Le modèle actuel du system prompt de Grok 4 est en accès-libre (open source) 6. Notamment, lorsque le prompt n’est pas classé comme « subjectif », ces instructions s’appliquent :

  • « Si l’utilisateur pose une question controversée qui nécessite une recherche sur le Web ou dans X, recherchez une distribution des sources qui représente toutes les parties/parties prenantes. Partez du principe que les points de vue subjectifs provenant des médias sont biaisés » ;
  • « La réponse ne doit pas hésiter à formuler des affirmations politiquement incorrectes, à condition qu’elles soient bien étayées ».

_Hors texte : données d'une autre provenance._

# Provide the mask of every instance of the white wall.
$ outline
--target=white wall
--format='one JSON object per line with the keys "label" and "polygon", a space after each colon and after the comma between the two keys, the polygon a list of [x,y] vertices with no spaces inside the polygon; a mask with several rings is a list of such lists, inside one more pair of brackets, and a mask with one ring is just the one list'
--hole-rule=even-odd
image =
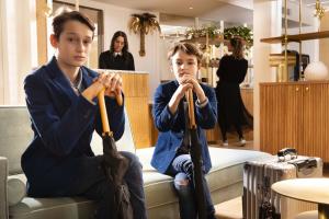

Plus globalement, la modification d’un prompt système reste une modération très superficielle du contenu généré et ne permet à lui seul de le contrôler de manière fiable. La différenciation de Grok, ce pourquoi des utilisateurs vont préférer l’utiliser par rapport à d’autres modèles, tient notamment au fait qu’il ne semble pas disposer de certains des garde-fous standard de l’industrie. Grok est notamment publié sans rapport de sécurité, contrairement à Gemini 7 ou GPT-5 8.